I know hashing infinite number of string into 32b int must generate collision, but I expect from hashing function some nice distribution.
Isn't it weird that these 2 strings have the same hash?
size_t hash0 = std::hash<std::string>()("generated_id_0");
size_t hash1 = std::hash<std::string>()("generated_id_1");
//hash0 == hash1
I know I can use boost::hash<std::string> or others, but I want to know what is wrong with std::hash. Am I using it wrong? Shouldn't I somehow "seed" it?
There's nothing wrong with your usage of std::hash. The problem is that the specialization std::hash<std::string> provided by the standard library implementation bundled with Visual Studio 2010 only takes a subset of the string's characters to determine the hash value (presumably for performance reasons). Coincidentally the last character of a string with 14 characters is not part of this set, which is why both strings yield the same hash value.
As far as I know this behaviour is in conformance with the standard, which demands only that multiple calls to the hash function with the same argument must always return the same value. However, the probability of a hash collision should be minimal.

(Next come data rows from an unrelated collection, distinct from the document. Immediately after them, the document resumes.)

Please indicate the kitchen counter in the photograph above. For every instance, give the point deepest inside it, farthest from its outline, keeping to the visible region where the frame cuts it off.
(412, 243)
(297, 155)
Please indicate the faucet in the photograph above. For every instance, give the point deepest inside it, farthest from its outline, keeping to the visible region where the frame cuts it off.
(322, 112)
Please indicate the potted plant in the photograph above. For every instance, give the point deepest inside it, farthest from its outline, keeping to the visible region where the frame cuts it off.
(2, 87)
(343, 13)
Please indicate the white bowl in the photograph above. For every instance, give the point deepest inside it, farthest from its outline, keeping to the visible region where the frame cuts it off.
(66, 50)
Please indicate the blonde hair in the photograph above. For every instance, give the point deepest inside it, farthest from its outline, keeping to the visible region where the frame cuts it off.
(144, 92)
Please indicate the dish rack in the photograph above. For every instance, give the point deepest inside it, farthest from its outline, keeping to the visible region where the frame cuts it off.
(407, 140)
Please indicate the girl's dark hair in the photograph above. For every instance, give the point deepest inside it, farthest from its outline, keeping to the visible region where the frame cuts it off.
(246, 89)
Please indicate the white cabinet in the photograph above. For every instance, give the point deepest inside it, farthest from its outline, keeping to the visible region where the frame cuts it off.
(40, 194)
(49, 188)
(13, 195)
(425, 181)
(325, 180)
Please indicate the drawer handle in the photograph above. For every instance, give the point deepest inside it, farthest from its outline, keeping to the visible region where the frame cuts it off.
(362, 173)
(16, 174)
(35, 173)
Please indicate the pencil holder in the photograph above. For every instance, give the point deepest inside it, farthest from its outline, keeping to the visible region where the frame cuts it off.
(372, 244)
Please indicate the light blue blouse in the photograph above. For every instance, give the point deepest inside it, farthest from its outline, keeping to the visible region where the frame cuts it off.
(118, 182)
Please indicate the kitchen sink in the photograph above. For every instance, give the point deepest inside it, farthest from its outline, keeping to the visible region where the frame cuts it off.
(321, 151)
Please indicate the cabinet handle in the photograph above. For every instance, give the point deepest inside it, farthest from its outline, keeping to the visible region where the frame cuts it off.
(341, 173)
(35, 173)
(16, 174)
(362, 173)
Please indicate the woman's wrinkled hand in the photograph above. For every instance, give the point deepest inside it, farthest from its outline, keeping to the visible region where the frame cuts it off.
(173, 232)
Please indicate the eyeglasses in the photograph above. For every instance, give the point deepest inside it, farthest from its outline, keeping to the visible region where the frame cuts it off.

The VS2010 implementation fulfills the mandatory part, yet fails to account for the optional one.
For details, see the implementation in the header file xfunctional (starting at line 869 in my copy) and §17.6.3.4 of the C++ standard (latest public draft).
If you absolutely need a better hash function for strings, you should implement it yourself. It's actually not that hard.
The exact hash algorithm isn't specified by the standard, so the results
will vary. The algorithm used by VC10 doesn't seem to take all of the
characters into account if the string is longer than 10 characters; it
advances with an increment of 1 + s.size() / 10. This is legal,
albeit from a QoI point of view, rather disappointing; such hash codes
are known to perform very poorly for some typical sets of data (like
URLs). I'd strongly suggest you replace it with either a FNV hash or
one based on a Mersenne prime:
FNV hash:
struct hash
{
size_t operator()( std::string const& s ) const
{
size_t result = 2166136261U ;
std::string::const_iterator end = s.end() ;
for ( std::string::const_iterator iter = s.begin() ;
iter != end ;
++ iter ) {
result = (16777619 * result)
^ static_cast< unsigned char >( *iter ) ;
}
return result ;
}
};
Mersenne prime hash:
struct hash
{
size_t operator()( std::string const& s ) const
{
size_t result = 2166136261U ;
std::string::const_iterator end = s.end() ;
for ( std::string::const_iterator iter = s.begin() ;
iter != end ;
++ iter ) {
result = 127 * result
+ static_cast< unsigned char >( *iter ) ;
}
return result ;
}
};
(The FNV hash is supposedly better, but the Mersenne prime hash will be faster on a lot of machines, because multiplying by 127 is often significantly faster than multiplying by 16777619.)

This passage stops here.